Restriction on human movement and activities has frozen production and consumption, and unsettled financial markets. In a vicious circle, unease in the markets is depressing the real economy further.
The problem is that traditional polices to goose the economy, such as interest rate cuts and fiscal spending increases, bring little effect.
On Monday, in local time, the Dow Jones Industrial Average crashed nearly 13 percent to close at 20,188. On Feb. 18, just about a month ago, the market was bullish with the Dow Jones closing at 29,232. Markets in Asia, Europe and the US have been falling back-to-back. The local Kospi closed 4.86 percent lower at 1,591.2 on Wednesday.
Taking a cue from the US Federal Reserve, which cut its benchmark interest rate to near zero, central banks in Japan and major European countries slashed rates drastically and unveiled quantitative easing steps. The Bank of Korea followed suit, too, reducing its benchmark rate to 0.75 percent.
But investors are little moved. Market jitters rather appear to be intensifying. Fright in stock markets means that investors are pessimistic about the prospects of the economy.
How fast the global economy will get out of this complex crisis of financial markets and the real economy depends on how fast the global community will get out of the coronavirus crisis.
But given sluggish and lax responses by the US, Europe and Japan to the fast and persistent spread of the virus, it is questionable if they can control their situation early. The pandemic in Europe, particularly in Italy and Spain, is spiraling out of control.
China’s industrial production in January and February combined fell 13.5 percent on-year, the worst decline in 30 years. Retail sales fell 20.5 percent and exports went down 17.2 percent.

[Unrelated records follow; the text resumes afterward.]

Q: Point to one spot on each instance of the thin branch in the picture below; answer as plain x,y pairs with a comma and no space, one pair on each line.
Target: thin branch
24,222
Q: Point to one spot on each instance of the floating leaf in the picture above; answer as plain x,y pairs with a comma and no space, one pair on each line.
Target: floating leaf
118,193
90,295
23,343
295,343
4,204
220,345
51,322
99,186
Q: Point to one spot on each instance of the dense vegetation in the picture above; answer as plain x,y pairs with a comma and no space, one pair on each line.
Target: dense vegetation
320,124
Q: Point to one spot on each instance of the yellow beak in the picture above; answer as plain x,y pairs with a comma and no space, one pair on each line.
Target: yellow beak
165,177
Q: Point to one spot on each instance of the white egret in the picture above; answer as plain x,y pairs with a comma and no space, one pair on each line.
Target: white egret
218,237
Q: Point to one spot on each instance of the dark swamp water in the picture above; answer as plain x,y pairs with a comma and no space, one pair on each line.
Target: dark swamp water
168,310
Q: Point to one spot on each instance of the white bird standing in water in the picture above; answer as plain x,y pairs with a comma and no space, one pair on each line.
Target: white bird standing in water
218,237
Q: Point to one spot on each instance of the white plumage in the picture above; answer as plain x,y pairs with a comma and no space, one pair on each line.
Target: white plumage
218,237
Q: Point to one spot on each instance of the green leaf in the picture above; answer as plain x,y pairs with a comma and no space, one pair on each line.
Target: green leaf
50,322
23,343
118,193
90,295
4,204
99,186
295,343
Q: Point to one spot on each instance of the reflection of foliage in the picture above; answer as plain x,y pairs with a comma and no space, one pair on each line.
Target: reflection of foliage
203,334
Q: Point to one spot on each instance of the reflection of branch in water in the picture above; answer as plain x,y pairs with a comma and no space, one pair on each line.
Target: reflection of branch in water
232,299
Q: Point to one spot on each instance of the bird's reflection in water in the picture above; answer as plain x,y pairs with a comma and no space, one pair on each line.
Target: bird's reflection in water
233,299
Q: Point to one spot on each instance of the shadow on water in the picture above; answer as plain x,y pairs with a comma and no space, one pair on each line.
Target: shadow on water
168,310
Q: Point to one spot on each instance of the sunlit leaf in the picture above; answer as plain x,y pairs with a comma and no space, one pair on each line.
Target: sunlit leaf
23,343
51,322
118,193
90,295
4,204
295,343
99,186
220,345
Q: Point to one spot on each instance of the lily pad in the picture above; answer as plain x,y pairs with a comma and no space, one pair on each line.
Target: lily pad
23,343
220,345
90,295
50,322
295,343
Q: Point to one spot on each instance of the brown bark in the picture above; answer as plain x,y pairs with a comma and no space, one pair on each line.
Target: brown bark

The Korean economy, which depends heavily on China, cannot but suffer a tremendous negative impact.
“Coronavirus crisis” is quite different by nature from past financial crises caused by short-term shortages of liquidity. The global economy faces a crisis that every country must endure on its own. Weak countries will fall earlier than stronger ones.
If it is difficult to end the pandemic early, and the crisis is likely to deepen until vaccines or effective treatment are developed, an array of available measures needs to be adjusted to the dire circumstances.
Low-income groups, small business owners and employees and the self-employed are worried about the looming likelihood of earning less, losing jobs or going out of business. The tourism industry is on the brink of death, while airlines are in financial straits.
With production, consumption and exports crumbling, companies will certainly face greater and greater difficulties as time goes by.
Probably out of concerns over this grave situation, President Moon Jae-in called for unprecedented measures in a Cabinet meeting Tuesday. He said that an extra budget is not the end but the beginning.
But the 512 trillion won ($414 billion) government budget for this year is already super large, and an 11.7 trillion-won extra budget has been drawn up to cope with the coronavirus crisis.
The main budget alone represents a heavy burden on the people. Add to this the secondary and tertiary extra budgets, and debt owed by the people will only snowball.
Late last year, rival parties passed this year’s government budget without screening it as carefully as usual, as they were preoccupied with controversial bills to revise election rules and create an agency under the president to investigate senior public officials.
When they passed the largest-ever 2020 budget last year, neither the government nor the National Assembly could anticipate the outbreak of the novel coronavirus. Considering the unexampled economic shock caused by the virus, they would do well to review the budget drawn up before the virus crisis and readjust items.
Fiscal support is necessary to help individuals and companies survive the worst situation. But first-aid cash assistance must not be all about the government’s emergency measures. Fiscal and monetary policies will turn out useless without revamping policies from square one.
Tax systems must be changed and the labor market reformed in the direction of reviving corporate investment. Government intervention in the private sector must also be reduced. Without these accompanying changes, helicopter money will likely just go down the drain.